Other local firms are following suit. Noerr, for instance, says on its careers website that apart from rare exceptions, "weekends and public holidays are sacrosanct" and that it wants associates to have "enough downtime to let you recharge your batteries". It also details its parental leave policies, part-time working, working from home and sabbaticals policies.

Salaries not a differentiator

In London, law firms have dealt with competition by hiking salaries for junior associates, with six figure salaries now common at U.S. and Magic Circle law firms. Associate salaries in the German market are high, at about €120,000 at Magic Circle firms and about €100,000 for top tier German firms, according to the legal student magazine Azur.

Nicola Gebhardt, a manager at recruitment firm SSQ, said associate pay had increased moderately in the past two years but that salary was no longer the great differentiator for firms.

"Everybody is paying high salaries, so this is not the best tool at the moment to find younger people.
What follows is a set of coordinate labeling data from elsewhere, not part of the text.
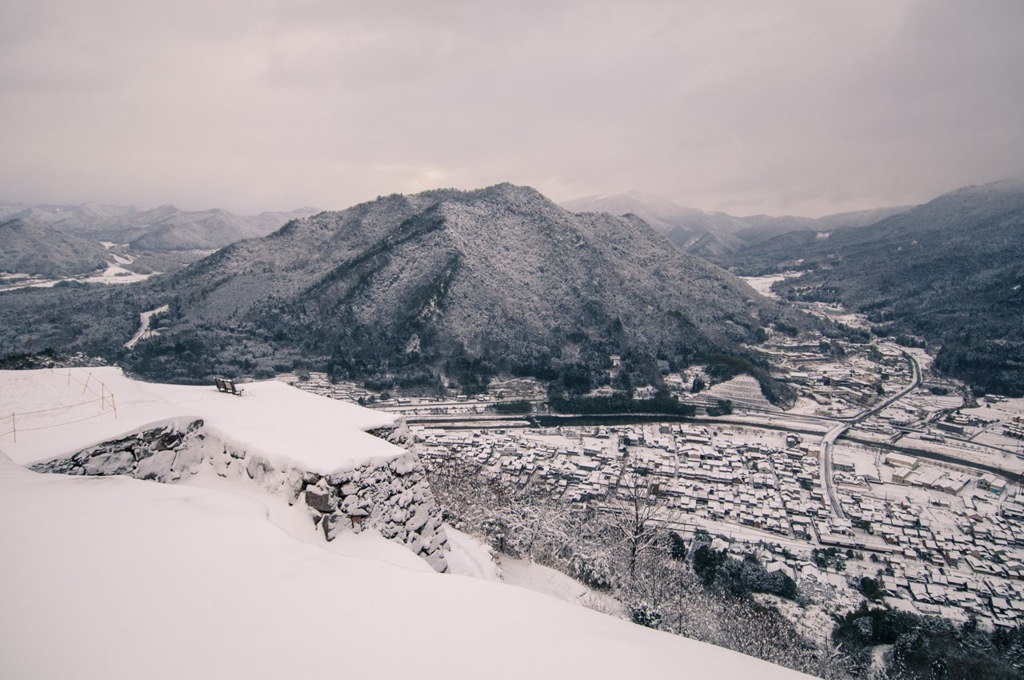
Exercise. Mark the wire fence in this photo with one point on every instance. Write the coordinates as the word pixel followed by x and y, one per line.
pixel 98 399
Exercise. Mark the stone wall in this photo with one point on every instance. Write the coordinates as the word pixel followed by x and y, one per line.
pixel 391 497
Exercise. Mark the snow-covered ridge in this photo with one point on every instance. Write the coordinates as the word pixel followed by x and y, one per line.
pixel 385 489
pixel 50 414
pixel 115 578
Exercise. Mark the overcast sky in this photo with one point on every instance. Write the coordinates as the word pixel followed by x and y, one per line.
pixel 798 107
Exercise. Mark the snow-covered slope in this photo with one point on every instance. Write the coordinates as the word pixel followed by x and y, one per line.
pixel 116 578
pixel 60 412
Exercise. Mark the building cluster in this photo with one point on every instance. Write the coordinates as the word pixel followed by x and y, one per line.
pixel 961 555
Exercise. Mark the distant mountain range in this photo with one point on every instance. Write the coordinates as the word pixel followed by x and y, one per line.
pixel 950 270
pixel 718 237
pixel 66 241
pixel 445 285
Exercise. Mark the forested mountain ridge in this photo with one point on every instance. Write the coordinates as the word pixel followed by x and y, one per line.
pixel 950 270
pixel 57 241
pixel 459 284
pixel 719 237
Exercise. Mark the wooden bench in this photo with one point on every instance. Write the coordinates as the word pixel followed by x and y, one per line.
pixel 227 386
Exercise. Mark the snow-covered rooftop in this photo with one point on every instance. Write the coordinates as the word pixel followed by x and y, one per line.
pixel 59 412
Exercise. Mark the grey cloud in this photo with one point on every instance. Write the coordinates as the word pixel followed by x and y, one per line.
pixel 788 107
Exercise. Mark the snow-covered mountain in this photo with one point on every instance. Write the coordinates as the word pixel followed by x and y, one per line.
pixel 117 578
pixel 717 236
pixel 495 280
pixel 32 247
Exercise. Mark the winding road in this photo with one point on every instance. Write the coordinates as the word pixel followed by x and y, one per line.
pixel 828 440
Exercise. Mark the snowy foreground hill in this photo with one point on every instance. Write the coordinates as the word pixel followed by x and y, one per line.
pixel 223 576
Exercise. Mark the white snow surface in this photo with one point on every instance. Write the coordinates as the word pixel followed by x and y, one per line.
pixel 60 412
pixel 115 578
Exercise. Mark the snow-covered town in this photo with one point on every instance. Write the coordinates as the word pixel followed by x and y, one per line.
pixel 879 463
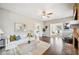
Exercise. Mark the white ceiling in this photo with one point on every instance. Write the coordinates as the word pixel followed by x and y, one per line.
pixel 33 10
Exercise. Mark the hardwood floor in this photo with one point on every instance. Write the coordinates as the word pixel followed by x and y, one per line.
pixel 58 47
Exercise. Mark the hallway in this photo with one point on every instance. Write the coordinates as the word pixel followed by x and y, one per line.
pixel 58 47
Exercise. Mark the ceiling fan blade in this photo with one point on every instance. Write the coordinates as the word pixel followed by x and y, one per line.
pixel 44 13
pixel 49 13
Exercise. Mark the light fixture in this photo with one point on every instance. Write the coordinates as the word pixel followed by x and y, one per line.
pixel 1 32
pixel 46 14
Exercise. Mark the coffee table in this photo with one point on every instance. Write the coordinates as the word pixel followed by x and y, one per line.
pixel 35 47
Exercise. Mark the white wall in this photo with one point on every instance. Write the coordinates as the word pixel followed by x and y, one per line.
pixel 9 18
pixel 47 23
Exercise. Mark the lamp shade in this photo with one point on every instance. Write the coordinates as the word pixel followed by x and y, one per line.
pixel 1 32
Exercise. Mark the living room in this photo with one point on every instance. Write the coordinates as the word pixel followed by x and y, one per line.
pixel 36 26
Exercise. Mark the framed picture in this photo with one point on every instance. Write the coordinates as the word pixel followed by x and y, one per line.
pixel 19 27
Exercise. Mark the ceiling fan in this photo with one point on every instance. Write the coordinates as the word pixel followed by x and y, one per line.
pixel 46 14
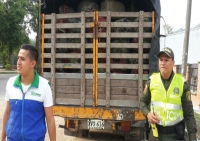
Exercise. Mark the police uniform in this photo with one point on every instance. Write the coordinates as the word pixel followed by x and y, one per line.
pixel 168 130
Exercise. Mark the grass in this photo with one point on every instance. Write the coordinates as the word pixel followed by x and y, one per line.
pixel 197 117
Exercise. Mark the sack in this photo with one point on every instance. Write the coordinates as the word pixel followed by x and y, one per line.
pixel 180 131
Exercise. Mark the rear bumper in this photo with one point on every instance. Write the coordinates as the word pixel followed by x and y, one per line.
pixel 119 114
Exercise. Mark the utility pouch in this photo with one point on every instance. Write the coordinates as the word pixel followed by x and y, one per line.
pixel 180 131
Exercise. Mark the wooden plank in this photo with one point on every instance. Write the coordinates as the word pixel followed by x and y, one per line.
pixel 101 90
pixel 77 90
pixel 101 76
pixel 68 25
pixel 140 59
pixel 83 84
pixel 100 55
pixel 53 85
pixel 108 41
pixel 124 91
pixel 63 45
pixel 129 14
pixel 100 35
pixel 100 96
pixel 68 89
pixel 116 103
pixel 76 82
pixel 68 82
pixel 113 83
pixel 128 35
pixel 128 24
pixel 129 45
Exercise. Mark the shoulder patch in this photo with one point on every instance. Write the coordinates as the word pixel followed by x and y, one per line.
pixel 145 89
pixel 188 96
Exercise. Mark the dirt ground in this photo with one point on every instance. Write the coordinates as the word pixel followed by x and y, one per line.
pixel 60 132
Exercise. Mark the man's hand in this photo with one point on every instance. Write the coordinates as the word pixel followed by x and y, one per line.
pixel 153 118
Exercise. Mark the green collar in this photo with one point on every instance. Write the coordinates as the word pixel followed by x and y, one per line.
pixel 35 82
Generation Y is not looking that much at salaries compared to the generation before," she said. "What's more important is flexible working, the possibility of home office, to take paternity leave and the career track."

International law firms are also looking at new ways of working and recruitment. Freshfields Bruckhaus Deringer offers recruitment cookery classes, where prospective employees get to know the team and a partner by preparing a meal with them. The firm also has the 'Smart Balance' scheme for its German lawyers, which allows lawyers to work remotely or from different offices, as well as part time

Mario Hüther, a capital markets and finance partner at Freshfields, said the firm was increasingly meeting top candidates that did not want to move from cool cities, like Berlin, to financial and industrial centres, like Frankfurt – something that was rare 10 or 15 years ago. He said that as a result of this, the firm is looking at more radical changes to the way it recruits.

"I would expect that in the future we will be more focused on recruiting where the people would like to be and not where our offices are or where our clients are sitting," he said. "The world has changed and to win the top talent you have to offer what they are looking for."